Forensics Expert: Phone Records May Be Dead End In Lueck Disappearance
Jun 25, 2019, 10:44 PM | Updated: 10:47 pm
SALT LAKE CITY, Utah – Multiple search warrants have been served as detectives look for clues in the Mackenzie Lueck missing person case, Salt Lake City police said Tuesday. However, the department won’t say if cell phone records are included in those search warrants.
Police will confirm that Lueck’s cell phone is currently powered down and that it was turned off once she met up with an unknown person at Hatch Park in North Salt Lake just before 3 a.m. on June 17.
“Pretty much right after the contact was made at the park—that’s when things went dark,” said Detective Greg Wilking.
Obtaining cell phone records would be a typical starting point for any investigation, says computer forensics analyst Trent Leavitt.
“Knowing what communications came in, either text message or through phone calls in or out,” Leavitt said, adding that the records would also provide the location of Lueck’s phone based off of triangulation with cell phone towers.
Leavitt said police will only get part of the puzzle by accessing the cell phone records.
“A lot of people will rarely use text messages and they’re using things like Instagram or Facebook or Twitter to communicate back and forth with people,” he said.

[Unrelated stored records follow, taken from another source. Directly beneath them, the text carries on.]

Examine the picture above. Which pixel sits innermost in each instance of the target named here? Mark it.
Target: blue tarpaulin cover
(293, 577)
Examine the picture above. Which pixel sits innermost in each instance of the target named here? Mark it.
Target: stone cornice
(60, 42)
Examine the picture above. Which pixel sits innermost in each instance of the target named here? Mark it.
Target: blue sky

The details of such internet-based communications, even though they were completed on a cell phone, can’t be obtained from a cell phone provider. They would need to be obtained for the company that manages the online messaging application.
“The problem with that is there’s so many communication apps out there that you’re almost looking at a needle in a haystack,” Leavitt said. “So if you’re wanting to have a secret conversation with a certain someone, you could go find one that’s not very popular.”
If police determine that Lueck was using a messaging application, they could get a separate search warrant asking for the details of her activity on the app. That could possibly uncover the identity of the person waiting for her at Hatch Park.
“Either she or the person that she’s with doesn’t want to be found,” Leavitt said.